図1は、この発明の実施の形態1における方向性電磁鋼板の製造ラインの要部を示す図である。
電磁鋼板には、方向性電磁鋼板と無方向性電磁鋼板とが存在する。図1は、方向性電磁鋼板を製造するための熱間圧延ラインを示している。方向性電磁鋼板は、鉄結晶の磁化容易軸を特定の方向に配向させた鋼板である。方向性電磁鋼板は、鉄損を低減させることができるため、例えば、変圧器等の電気機器の鉄心に使用される。方向性電磁鋼板の製造ラインは、上流側の熱間圧延ラインと、下流側の冷間圧延及び熱処理ラインとから構成される。本実施の形態では、熱間圧延ラインについてのみ説明し、冷間圧延及び熱処理ラインの説明については省略する。
【0032】
図1に示すように、熱間圧延ラインには、加熱炉1、粗圧延工程2、コイルボックス3、誘導加熱装置4、仕上げ圧延工程5、水冷装置6、コイラー7が備えられている。

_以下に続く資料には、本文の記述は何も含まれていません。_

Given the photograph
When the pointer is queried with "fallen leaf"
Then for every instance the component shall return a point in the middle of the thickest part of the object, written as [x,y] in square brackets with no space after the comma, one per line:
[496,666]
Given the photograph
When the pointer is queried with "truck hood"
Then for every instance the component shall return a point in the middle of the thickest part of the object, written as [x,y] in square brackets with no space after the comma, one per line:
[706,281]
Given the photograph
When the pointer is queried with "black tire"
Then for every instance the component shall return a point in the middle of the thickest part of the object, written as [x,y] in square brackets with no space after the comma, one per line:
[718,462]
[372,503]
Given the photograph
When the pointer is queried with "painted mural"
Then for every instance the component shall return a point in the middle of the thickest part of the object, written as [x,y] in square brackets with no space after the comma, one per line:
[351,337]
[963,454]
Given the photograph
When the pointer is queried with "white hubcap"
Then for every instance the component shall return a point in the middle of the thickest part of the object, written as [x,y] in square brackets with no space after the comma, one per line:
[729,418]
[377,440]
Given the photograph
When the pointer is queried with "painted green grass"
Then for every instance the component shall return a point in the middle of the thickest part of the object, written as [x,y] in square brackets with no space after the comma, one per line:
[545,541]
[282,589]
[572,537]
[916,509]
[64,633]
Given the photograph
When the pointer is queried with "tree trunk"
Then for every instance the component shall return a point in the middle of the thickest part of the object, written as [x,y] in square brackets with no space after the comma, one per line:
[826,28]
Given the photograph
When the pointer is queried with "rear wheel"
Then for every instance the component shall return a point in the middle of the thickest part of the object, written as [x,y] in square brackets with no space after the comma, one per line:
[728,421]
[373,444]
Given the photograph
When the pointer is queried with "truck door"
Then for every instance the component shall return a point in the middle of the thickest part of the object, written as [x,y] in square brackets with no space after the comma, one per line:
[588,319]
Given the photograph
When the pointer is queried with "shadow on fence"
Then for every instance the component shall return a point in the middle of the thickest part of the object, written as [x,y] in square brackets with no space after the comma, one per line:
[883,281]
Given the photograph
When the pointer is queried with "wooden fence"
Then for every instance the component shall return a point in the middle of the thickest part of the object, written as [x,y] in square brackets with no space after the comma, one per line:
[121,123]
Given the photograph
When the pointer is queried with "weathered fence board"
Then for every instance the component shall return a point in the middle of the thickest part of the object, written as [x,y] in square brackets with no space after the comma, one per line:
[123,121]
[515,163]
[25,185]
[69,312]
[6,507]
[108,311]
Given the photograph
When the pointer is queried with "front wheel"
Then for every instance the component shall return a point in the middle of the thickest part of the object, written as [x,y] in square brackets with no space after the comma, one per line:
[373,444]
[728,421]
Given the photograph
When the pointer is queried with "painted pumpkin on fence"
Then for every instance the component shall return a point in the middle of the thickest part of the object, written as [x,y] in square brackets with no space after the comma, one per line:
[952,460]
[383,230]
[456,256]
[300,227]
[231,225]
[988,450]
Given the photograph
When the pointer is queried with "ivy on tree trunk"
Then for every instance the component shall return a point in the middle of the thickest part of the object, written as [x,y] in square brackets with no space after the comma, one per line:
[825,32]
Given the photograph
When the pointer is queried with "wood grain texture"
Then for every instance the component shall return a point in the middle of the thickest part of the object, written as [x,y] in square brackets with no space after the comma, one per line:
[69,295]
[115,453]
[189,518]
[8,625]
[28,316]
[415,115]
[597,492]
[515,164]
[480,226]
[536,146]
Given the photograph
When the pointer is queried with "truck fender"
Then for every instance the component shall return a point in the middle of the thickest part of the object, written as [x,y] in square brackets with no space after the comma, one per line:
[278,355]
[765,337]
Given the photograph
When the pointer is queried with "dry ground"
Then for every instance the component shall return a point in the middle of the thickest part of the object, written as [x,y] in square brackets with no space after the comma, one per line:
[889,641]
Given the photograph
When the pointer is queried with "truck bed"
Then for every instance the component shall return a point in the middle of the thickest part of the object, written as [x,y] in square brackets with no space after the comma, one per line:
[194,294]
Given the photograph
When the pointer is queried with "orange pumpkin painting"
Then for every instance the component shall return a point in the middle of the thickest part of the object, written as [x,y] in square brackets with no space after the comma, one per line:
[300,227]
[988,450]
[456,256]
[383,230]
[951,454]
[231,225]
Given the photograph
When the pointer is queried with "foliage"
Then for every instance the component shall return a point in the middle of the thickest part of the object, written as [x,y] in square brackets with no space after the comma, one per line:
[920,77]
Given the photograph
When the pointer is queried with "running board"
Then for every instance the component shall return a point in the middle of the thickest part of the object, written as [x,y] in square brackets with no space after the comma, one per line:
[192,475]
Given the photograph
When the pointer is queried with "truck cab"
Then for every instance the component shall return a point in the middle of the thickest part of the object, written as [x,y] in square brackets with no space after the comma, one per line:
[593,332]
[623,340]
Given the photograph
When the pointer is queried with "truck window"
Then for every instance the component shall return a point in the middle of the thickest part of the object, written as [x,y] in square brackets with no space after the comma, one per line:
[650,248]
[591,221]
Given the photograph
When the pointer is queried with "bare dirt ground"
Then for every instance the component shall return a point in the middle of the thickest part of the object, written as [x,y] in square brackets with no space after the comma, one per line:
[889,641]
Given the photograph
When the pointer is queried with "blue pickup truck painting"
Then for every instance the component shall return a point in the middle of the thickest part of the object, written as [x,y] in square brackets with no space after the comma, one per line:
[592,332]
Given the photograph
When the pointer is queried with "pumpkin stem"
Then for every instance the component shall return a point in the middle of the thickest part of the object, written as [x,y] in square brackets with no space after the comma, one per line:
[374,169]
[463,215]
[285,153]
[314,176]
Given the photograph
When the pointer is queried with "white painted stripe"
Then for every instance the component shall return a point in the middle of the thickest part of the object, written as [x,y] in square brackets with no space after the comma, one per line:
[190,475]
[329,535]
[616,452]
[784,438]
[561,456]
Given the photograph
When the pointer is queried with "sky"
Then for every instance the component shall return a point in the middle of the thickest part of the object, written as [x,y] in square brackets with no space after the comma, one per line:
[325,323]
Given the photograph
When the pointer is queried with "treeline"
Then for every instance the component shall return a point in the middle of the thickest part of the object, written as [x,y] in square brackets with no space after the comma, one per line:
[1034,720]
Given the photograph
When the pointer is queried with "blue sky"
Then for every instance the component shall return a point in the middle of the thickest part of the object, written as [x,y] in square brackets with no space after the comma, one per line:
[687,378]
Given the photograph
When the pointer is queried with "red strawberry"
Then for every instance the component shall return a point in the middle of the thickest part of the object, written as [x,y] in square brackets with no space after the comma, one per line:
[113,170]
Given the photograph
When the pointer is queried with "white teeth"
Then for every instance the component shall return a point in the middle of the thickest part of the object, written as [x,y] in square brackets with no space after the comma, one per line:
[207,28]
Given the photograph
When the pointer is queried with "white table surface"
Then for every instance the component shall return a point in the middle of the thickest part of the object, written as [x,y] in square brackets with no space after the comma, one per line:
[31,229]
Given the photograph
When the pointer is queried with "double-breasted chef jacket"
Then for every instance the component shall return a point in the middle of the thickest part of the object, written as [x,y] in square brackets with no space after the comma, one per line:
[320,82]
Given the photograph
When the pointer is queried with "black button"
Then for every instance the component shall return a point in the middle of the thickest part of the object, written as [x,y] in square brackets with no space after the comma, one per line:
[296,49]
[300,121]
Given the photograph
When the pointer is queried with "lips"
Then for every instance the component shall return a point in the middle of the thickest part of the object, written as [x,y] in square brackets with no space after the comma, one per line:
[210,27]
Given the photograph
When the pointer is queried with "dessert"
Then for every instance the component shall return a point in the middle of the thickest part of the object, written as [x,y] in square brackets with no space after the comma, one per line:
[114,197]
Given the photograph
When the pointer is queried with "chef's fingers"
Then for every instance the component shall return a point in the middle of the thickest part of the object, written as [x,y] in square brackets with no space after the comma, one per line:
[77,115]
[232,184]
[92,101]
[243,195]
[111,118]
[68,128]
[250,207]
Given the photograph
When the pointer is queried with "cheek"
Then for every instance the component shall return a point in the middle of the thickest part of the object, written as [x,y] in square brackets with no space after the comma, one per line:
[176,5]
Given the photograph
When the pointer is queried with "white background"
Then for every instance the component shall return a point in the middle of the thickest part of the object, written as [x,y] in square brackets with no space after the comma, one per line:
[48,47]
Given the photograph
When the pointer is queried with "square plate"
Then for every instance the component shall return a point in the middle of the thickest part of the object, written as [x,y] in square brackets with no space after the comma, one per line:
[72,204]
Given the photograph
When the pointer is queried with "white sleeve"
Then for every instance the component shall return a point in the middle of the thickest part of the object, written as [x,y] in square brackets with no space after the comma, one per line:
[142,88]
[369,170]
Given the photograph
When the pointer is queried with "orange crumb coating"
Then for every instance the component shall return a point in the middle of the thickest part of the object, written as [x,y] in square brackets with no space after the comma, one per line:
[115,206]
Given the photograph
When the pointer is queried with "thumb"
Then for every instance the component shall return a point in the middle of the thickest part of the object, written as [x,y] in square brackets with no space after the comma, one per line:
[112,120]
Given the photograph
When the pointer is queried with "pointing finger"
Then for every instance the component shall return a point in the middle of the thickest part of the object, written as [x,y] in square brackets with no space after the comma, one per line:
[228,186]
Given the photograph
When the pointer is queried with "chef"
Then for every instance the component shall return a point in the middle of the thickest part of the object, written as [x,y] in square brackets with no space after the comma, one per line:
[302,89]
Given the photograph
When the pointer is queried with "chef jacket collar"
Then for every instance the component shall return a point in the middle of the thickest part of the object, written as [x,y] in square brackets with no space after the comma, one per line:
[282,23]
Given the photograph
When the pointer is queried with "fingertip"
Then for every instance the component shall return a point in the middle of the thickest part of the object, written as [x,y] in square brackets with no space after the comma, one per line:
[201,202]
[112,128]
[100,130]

方向性電磁鋼板の素材となるスラブ8a(被圧延母材)の製造方法は、従来と同様である。即ち、スラブ8aを製造するためには、先ず、純鉄を融点以上に加熱して液体にする。次に、純鉄に珪素等の不純物を数[%]添加して攪拌し、その後、鋳造して固体化させ、数[m]から十数[m]に切断する。
【0033】
具体的に、スラブ8aは、加熱炉1によって全体が1250[℃]程度に加熱及び均熱され、ライン(搬送機)上に抽出される。加熱炉1から抽出されたスラブ8aは、例えば、百数十[mm]から二百数十[mm]程度の厚さを有している。
【0034】
粗圧延工程2には、1スタンド或いは複数スタンドの圧延機9が備えられている。圧延機9は、可逆式のものでも良いし、非可逆的なものでも良い。複数スタンド(図1に示す例では、4スタンド)の圧延機9が備えられている場合は、可逆式のものと非可逆式のものとを組み合わせて粗圧延工程2を構成しても良い。
【0035】
スラブ8aは、粗圧延工程2においてパススケジュールの最終パスまで圧延加工されると、厚さが、二十数[mm]から四十数[mm]程度、長さが、数十[m]から百数十[m]程度になる。また、粗圧延工程2において最終パスまで圧延加工されると、被圧延母材は、その温度が、例えば、1000[℃]から1100[℃]程度にまで低下する。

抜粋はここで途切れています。